The main steps followed by the code are:

  1. Importing all the documents from the indicated path into a big TXT file that contains every character that appears in the documents.
  2. Loading this TXT file and converting to a data frame for easier data processing.
  3. Cleaning the initial data frame, deleting repeated phrases and empty or NA values.
  4. Identify every word that starts with "ID*_*" or is enclosed by @ (indicating that these are variables) and add to a new data frame.
  5. Assign to every registered variable a randomly generated unique 4-digit code.
  6. Replace every variable with it's assigned code in the data frame that contains every unique phrase from the document list.
  7. Using the mtranslate library, translate every phrase from the data frame to the desired language.
  8. Referring to the data frame containing the variables and associated codes, replace every code with the original variable name.
  9. Using the Levenshtein python library, apply the Levenshtein distance to the phrases and create a TXT files that collects the results.
    • This helps identify phrases that have very little differences in characters.
    • In this case, it is indicated to identify phrases that have a difference of less than 3 characters.
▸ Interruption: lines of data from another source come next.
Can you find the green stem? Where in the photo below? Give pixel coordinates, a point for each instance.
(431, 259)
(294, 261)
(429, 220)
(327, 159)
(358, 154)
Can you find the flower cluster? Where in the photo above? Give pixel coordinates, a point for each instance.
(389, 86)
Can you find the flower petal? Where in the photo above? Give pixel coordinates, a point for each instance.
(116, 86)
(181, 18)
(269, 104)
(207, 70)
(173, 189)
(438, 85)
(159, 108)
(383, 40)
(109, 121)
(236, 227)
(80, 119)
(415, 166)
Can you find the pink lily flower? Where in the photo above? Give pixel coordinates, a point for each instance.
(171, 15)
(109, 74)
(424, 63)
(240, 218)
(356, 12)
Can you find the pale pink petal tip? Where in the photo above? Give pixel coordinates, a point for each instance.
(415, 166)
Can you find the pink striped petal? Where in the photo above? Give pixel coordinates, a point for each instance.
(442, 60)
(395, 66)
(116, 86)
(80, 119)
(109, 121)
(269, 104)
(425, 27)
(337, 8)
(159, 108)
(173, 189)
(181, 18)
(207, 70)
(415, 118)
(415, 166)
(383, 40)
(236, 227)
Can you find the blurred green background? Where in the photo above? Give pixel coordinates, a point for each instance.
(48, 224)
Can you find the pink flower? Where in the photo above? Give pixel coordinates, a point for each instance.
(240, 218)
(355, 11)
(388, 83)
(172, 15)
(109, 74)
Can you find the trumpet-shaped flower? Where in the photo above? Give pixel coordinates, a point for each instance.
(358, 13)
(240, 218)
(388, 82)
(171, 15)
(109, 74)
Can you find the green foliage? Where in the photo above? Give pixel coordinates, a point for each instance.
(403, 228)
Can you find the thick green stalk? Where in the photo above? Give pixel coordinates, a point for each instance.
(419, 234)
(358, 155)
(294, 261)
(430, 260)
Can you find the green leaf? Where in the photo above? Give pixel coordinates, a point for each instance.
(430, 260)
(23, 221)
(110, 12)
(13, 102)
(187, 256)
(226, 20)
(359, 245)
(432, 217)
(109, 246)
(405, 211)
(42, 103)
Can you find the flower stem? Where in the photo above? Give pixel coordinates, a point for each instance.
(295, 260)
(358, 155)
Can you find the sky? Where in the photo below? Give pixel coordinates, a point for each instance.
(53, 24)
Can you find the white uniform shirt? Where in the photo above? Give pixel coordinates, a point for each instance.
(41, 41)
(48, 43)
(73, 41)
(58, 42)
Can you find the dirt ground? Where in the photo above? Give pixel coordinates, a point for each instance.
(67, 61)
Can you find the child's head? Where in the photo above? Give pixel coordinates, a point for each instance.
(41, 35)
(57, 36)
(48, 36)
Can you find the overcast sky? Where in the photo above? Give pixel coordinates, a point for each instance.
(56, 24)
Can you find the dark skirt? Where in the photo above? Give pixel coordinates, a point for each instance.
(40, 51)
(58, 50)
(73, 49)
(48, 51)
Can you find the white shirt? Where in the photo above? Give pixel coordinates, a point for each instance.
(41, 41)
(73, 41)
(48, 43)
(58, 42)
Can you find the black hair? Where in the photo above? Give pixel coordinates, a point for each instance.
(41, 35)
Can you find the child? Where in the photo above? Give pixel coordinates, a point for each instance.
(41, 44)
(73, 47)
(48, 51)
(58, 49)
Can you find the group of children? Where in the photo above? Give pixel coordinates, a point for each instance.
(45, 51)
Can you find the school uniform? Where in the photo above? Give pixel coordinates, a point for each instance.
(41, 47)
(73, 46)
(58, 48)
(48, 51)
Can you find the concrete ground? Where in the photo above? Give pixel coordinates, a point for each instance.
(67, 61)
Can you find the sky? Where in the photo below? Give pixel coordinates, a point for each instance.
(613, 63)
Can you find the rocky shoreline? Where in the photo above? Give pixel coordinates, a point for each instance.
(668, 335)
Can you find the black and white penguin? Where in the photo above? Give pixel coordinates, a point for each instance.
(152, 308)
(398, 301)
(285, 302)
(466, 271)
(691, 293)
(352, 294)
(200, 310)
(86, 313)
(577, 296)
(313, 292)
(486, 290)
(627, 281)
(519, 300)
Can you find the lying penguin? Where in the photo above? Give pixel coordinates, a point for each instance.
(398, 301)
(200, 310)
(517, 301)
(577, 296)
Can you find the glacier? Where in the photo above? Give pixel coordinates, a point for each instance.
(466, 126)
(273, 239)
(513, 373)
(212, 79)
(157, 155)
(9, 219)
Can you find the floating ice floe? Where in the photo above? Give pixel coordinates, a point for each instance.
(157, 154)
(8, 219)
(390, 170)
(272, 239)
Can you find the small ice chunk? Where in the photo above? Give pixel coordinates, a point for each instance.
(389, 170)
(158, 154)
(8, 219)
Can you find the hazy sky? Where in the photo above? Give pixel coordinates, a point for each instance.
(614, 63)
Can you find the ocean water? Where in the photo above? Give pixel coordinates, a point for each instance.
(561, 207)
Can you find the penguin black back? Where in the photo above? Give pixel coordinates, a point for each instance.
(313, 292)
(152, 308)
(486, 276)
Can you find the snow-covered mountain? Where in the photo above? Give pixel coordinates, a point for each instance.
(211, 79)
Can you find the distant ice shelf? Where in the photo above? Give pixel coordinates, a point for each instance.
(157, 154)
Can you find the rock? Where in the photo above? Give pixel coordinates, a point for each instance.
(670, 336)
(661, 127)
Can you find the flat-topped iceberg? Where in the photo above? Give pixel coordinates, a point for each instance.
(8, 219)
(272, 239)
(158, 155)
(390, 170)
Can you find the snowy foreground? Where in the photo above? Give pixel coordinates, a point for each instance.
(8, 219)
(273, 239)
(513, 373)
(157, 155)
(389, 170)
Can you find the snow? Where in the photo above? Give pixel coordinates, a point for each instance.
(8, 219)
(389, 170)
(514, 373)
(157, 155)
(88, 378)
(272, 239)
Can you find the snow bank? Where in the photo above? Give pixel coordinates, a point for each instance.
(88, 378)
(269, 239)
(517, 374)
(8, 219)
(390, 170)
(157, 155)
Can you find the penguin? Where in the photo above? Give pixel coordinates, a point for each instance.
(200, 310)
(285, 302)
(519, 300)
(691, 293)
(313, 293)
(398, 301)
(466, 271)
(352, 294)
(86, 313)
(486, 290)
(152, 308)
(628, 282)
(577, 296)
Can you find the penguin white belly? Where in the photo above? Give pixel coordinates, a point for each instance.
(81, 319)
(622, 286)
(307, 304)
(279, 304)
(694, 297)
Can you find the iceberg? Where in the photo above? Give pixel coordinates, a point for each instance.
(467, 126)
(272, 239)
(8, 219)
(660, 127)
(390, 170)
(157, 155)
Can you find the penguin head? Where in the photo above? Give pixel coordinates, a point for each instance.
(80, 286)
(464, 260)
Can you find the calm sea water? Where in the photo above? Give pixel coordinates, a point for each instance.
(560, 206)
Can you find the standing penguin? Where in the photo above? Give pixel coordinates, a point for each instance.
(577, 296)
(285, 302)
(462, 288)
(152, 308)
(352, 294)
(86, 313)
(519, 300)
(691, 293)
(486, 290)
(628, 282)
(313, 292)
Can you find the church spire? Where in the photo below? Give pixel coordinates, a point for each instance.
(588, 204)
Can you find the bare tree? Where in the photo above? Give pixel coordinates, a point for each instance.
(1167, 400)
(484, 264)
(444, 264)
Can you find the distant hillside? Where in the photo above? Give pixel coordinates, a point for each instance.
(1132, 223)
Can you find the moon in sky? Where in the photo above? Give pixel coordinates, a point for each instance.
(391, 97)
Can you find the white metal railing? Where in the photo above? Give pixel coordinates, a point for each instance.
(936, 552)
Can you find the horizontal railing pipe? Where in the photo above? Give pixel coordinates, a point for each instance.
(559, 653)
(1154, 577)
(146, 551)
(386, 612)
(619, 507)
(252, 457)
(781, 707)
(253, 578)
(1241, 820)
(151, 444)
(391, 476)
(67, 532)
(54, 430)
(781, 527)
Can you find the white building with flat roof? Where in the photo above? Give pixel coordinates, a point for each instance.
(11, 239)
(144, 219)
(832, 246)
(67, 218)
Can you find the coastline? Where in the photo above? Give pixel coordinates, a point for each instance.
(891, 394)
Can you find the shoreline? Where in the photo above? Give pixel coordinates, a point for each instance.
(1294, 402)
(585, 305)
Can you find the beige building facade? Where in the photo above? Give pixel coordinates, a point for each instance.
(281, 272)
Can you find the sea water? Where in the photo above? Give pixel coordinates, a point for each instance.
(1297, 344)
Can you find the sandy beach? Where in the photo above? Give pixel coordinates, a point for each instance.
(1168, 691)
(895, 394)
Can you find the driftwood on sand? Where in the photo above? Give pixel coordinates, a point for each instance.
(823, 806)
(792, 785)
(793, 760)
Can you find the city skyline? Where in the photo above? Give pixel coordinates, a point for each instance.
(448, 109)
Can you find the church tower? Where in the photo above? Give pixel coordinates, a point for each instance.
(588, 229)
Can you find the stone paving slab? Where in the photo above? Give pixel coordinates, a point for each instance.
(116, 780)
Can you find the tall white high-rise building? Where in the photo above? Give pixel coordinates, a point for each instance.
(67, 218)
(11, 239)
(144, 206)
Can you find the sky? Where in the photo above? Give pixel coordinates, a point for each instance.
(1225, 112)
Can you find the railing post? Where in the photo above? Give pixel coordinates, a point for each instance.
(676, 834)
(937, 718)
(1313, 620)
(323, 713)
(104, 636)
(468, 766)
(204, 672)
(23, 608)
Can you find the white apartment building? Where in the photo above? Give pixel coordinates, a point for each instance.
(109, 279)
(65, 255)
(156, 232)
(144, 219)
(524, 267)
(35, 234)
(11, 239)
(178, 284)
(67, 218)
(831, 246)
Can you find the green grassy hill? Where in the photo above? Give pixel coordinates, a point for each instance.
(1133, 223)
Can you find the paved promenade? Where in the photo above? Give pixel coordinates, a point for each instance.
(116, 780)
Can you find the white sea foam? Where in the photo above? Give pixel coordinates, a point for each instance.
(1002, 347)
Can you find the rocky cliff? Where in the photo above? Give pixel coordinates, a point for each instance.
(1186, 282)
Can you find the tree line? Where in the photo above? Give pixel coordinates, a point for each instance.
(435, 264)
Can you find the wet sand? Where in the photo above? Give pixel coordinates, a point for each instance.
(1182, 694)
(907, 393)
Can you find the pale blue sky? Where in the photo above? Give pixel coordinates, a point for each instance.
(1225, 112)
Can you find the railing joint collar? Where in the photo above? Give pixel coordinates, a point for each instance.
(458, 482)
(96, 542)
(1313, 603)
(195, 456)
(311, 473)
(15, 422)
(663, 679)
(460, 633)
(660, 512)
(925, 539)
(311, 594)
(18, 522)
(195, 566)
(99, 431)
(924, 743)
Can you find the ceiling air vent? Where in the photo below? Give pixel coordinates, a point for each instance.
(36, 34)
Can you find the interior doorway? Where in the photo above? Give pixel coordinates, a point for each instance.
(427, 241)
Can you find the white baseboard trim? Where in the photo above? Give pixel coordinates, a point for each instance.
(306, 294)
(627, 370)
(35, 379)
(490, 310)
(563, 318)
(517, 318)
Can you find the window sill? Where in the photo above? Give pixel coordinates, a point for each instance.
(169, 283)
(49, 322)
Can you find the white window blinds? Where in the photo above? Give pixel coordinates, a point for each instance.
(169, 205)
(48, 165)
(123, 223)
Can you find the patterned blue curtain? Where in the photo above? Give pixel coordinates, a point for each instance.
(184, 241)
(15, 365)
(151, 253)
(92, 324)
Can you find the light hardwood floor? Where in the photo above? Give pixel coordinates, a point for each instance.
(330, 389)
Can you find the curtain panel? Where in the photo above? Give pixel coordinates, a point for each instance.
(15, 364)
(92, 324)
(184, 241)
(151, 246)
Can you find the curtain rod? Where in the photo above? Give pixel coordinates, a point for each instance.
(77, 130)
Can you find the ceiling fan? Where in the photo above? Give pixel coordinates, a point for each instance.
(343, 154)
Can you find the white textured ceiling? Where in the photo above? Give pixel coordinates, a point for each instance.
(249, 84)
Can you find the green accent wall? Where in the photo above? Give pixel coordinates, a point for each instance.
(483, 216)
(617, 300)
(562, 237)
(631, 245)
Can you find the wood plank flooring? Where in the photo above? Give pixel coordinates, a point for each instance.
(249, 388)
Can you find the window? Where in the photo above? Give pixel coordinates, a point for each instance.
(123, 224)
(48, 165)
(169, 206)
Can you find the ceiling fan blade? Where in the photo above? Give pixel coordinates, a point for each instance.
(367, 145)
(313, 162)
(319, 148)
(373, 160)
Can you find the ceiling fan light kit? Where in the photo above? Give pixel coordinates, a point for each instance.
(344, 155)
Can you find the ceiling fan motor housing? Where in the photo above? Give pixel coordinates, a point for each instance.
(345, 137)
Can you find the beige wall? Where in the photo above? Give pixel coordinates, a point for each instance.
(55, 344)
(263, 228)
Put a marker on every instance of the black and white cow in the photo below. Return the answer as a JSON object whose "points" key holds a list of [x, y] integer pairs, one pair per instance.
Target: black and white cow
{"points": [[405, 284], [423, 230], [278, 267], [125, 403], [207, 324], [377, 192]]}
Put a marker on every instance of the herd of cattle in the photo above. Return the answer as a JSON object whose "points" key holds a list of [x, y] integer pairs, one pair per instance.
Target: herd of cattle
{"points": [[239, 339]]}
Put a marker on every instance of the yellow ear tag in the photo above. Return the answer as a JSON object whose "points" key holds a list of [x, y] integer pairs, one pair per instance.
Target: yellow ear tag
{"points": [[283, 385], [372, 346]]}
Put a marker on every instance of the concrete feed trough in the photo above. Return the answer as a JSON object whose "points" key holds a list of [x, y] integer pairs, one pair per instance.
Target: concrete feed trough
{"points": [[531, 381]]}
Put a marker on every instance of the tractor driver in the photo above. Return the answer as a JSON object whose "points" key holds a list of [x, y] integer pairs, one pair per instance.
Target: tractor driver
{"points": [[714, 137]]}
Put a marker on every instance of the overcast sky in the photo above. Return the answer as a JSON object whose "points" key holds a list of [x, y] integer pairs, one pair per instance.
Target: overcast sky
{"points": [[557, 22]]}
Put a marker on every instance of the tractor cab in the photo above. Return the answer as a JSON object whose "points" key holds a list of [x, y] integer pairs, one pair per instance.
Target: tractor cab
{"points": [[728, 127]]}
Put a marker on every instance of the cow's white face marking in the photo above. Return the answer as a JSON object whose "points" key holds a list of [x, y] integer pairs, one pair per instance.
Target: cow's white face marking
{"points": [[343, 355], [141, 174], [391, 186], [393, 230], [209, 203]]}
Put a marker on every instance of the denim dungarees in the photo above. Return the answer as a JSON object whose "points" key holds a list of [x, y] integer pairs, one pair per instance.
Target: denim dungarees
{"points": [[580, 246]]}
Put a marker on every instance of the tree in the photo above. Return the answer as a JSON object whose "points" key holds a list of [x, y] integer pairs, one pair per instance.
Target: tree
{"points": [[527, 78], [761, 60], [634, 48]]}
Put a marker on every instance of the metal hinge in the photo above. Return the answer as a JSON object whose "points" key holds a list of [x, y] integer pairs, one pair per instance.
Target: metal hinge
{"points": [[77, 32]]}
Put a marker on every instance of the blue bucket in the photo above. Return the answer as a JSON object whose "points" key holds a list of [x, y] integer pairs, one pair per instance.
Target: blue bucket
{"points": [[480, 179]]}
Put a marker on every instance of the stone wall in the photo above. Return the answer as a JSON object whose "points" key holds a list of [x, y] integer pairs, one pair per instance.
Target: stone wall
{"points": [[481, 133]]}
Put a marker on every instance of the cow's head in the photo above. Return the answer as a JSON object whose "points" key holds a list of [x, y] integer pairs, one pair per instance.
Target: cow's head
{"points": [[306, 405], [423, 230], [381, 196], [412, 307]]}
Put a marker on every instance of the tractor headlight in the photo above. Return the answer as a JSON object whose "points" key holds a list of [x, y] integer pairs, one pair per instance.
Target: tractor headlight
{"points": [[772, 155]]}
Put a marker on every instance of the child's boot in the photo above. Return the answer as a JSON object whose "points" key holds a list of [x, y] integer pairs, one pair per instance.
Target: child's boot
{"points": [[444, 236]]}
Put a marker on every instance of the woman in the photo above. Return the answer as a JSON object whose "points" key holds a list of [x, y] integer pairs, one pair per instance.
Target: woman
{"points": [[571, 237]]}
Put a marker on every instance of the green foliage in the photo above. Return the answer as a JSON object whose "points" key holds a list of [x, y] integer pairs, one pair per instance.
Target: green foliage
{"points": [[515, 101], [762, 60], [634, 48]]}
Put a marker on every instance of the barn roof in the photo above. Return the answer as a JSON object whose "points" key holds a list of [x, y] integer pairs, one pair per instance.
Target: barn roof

  10. Write a TXT file with the format:
    # Comments
    msgid "original word"
    msgstr "translated word"
  1. Create a copy of this file and change the extension from TXT to PO

In case that the document's variables are not unified under the "ID*" prefix, there is a code provided to change the prefixes (id*, Tx, @ ) to the desired one. There are two versions of this code, one to be applied to DOCX files and one for TXT files. These can be found as Variable_Unification_DOCX.py and Variable_Unification_TXT.py in the "Desarrollo" folder.